Practical Next Steps

After understanding why the outcome-based model is important, there are several decisions to make now. First, determine the primary outcome for each priority workflow. Don't start from a list of tasks that can be automated. Start from the results you want to improve: resolution time, accuracy, compliance, service level, or decision quality.

Second, review your chargeback models, pricing, or business cases. If services are still measured primarily by FTE and effort, decide which outcome metrics you will start using for shared services, GCCs, tech services, or vendor-managed services.

Third, explicitly define decision rights. Differentiate between the business owner, agent owner, and risk owner. Ensure it is clear who owns the outcome, who manages agent performance, and who sets the guardrails.

Fourth, build stage gates for your agentic portfolio. Every use case must have criteria for proceeding, redesigning, or stopping. Don't let all pilots run indefinitely without a decision.

Fifth, change the focus of review forums from activity to outcome. In steering committees or operating reviews, reduce the focus on the number of automations and hours saved. Increase the focus on quality, resolution, trust, risk, and economics per outcome.

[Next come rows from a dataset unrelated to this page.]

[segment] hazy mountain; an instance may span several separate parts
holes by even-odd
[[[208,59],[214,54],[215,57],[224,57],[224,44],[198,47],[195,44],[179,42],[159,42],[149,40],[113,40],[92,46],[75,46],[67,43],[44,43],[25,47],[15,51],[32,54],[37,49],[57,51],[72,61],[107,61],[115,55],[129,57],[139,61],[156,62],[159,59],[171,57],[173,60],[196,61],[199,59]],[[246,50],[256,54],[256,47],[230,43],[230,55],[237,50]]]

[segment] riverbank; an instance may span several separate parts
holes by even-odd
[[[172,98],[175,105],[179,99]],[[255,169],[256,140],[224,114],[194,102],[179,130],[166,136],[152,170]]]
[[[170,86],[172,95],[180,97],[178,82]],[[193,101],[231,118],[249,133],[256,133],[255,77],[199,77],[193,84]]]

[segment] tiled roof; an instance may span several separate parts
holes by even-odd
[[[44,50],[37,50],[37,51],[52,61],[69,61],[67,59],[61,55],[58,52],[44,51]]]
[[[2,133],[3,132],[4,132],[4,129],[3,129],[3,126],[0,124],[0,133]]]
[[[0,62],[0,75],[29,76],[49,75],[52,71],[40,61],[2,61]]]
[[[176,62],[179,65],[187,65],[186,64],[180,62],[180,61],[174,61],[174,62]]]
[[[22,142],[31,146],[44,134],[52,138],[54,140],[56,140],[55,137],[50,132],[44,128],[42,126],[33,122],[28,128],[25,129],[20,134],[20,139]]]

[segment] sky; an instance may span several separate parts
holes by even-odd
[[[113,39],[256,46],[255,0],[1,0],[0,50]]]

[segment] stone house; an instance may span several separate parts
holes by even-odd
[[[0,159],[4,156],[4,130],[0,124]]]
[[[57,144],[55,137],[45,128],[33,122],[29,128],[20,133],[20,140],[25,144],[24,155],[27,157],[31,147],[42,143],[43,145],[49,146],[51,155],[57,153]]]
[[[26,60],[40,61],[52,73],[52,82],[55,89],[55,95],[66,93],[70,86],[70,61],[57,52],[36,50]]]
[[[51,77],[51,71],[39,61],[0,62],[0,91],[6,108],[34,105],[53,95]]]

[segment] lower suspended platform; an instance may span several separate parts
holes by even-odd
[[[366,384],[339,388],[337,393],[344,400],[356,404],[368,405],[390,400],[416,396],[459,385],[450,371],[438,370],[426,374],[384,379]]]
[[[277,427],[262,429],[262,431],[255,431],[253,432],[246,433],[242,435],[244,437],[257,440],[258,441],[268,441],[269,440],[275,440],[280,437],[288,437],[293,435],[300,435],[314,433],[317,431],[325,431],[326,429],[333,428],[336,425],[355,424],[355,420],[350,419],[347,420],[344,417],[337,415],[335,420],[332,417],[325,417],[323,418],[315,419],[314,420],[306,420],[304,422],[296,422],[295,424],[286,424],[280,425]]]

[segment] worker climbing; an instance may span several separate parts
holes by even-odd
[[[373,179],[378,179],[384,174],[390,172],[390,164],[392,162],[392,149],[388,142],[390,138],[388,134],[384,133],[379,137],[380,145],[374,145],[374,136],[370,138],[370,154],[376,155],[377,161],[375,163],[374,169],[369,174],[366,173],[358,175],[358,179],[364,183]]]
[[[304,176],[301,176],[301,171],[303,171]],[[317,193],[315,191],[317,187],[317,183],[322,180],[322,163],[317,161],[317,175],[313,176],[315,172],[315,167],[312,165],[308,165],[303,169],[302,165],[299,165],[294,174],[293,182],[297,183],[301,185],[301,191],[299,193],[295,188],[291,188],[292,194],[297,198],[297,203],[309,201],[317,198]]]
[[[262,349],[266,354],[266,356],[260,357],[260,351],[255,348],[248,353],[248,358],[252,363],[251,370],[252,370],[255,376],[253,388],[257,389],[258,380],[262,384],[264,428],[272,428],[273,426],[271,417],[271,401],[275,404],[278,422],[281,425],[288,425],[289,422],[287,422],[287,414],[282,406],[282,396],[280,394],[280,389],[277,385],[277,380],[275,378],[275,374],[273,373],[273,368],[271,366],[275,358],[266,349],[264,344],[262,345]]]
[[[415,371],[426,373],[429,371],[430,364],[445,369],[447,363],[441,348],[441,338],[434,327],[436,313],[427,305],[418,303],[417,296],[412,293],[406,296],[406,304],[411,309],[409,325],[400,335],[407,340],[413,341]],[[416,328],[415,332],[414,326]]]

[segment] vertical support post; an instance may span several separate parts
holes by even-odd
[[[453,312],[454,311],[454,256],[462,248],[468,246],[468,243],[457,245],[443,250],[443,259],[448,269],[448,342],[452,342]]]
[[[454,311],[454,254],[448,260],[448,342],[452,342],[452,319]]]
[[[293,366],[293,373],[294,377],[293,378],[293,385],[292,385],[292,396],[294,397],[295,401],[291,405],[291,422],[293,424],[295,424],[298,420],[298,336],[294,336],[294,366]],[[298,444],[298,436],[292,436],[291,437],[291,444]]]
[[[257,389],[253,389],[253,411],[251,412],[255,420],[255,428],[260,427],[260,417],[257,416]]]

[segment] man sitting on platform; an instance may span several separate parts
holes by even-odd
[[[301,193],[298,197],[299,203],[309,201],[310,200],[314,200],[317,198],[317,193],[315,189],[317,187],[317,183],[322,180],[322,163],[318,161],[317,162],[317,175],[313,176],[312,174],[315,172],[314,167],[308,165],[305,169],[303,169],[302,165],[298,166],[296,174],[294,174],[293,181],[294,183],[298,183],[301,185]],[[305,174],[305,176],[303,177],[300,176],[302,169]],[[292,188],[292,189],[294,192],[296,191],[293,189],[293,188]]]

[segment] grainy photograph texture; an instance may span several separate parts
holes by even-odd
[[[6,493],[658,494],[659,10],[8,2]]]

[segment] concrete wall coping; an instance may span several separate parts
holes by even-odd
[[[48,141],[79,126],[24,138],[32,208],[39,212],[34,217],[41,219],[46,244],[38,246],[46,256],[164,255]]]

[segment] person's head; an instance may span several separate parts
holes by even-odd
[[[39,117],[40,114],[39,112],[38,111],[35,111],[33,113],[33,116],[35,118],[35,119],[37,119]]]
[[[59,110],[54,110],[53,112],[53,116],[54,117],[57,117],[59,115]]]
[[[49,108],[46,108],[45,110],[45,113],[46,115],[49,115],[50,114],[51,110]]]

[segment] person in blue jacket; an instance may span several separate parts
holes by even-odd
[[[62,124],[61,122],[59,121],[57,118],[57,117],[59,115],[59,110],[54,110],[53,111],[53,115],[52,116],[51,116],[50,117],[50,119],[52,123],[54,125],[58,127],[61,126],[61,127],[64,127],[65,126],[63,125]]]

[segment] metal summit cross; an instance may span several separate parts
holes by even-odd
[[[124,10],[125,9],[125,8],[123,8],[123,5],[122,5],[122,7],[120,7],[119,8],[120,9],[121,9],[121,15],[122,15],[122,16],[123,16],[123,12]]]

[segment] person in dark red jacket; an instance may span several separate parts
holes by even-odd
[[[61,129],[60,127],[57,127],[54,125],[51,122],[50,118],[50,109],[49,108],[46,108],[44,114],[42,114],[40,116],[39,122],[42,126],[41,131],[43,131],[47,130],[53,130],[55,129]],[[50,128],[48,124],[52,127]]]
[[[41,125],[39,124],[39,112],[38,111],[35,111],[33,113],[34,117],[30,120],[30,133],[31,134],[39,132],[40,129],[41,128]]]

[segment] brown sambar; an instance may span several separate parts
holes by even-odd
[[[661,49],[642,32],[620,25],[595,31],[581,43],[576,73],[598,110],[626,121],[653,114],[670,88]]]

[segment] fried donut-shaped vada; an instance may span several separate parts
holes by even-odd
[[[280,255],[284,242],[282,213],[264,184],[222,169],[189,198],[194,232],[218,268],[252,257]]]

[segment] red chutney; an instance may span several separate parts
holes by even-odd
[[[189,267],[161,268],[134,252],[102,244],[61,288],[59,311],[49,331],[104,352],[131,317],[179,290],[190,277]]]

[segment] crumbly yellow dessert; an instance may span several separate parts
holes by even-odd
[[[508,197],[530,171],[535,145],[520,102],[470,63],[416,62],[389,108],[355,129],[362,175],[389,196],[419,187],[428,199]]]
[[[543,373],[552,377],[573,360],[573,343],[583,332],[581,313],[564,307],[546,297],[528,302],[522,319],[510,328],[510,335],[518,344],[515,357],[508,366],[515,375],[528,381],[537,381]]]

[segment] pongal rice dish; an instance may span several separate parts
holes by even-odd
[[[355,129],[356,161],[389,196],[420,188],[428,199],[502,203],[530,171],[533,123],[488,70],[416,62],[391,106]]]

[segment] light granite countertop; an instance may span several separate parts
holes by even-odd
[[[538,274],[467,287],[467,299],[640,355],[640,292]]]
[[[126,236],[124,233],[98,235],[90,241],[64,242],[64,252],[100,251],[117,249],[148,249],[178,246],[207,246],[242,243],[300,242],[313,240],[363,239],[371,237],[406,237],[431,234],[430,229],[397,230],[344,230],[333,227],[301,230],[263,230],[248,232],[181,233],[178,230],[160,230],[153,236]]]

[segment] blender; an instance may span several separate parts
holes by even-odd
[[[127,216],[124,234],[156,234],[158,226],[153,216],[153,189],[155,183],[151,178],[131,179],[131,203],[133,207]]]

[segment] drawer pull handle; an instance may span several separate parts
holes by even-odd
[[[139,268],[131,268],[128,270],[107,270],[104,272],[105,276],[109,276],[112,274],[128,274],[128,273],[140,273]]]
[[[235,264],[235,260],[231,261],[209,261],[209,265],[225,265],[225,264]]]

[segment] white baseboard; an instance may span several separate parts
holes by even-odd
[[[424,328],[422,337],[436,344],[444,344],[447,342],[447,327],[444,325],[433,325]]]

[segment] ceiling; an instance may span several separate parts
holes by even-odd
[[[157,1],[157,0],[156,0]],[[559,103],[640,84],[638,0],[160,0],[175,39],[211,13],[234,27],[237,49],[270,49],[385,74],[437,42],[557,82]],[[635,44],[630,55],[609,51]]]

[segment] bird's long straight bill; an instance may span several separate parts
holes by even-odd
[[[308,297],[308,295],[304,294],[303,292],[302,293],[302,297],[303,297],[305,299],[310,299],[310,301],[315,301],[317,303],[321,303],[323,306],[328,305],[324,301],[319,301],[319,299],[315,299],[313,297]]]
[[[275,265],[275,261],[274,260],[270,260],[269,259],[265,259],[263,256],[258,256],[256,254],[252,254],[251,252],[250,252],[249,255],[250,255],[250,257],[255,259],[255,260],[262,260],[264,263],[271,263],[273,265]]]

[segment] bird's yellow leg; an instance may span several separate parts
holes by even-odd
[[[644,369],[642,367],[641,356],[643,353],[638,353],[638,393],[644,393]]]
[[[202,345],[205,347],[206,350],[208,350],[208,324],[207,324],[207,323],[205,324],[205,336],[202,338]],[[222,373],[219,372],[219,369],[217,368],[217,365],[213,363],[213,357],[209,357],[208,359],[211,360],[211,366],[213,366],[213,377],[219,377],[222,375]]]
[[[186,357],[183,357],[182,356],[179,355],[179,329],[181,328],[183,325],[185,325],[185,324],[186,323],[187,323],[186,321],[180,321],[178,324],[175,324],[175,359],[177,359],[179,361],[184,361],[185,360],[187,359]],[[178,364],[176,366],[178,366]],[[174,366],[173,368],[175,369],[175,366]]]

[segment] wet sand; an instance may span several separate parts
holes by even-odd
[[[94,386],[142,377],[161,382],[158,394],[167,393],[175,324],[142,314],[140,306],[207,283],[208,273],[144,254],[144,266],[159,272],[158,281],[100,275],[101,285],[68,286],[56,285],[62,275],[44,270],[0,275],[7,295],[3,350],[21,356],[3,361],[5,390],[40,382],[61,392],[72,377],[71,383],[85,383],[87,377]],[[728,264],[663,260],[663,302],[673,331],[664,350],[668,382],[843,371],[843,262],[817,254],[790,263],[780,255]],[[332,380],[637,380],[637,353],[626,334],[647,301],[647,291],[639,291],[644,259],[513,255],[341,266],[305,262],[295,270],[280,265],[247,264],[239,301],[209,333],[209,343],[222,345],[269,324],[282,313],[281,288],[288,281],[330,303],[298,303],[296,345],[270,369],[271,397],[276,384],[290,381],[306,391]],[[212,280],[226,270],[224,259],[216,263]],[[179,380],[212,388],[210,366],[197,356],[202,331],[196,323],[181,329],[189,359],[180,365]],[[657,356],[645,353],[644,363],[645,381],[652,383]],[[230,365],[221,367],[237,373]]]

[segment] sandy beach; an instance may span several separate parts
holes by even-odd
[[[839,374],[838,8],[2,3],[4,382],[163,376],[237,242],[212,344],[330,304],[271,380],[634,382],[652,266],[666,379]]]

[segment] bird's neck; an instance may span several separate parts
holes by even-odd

Several warning signs need attention. The AI program is still justified primarily by headcount or hours reduction. Use cases are chosen because they are easy to demo, not because their business outcome is important. There is no clear owner for the outcome, agent performance, and risk. Agent failures are always discussed generically without root cause analysis. Vendors or internal teams are still measured almost entirely by effort, not service results. The portfolio is full of pilots, but there are few decisive actions to scale, redesign, or stop. The governance board only looks at technology adoption, not outcome quality and controls. The organization is not yet ready to accept that some activities should be eliminated, not automated.

If tomorrow most of the routine activities in your function were taken over by agents, would your management model still make sense? Or are you still managing the company based on headcount and hours worked, rather than on the service outcomes truly being created?

That is the core question of the outcome-based operating model. In the agentic enterprise, the winning company is not the one that automates activities the fastest, but the one that manages results with the most discipline.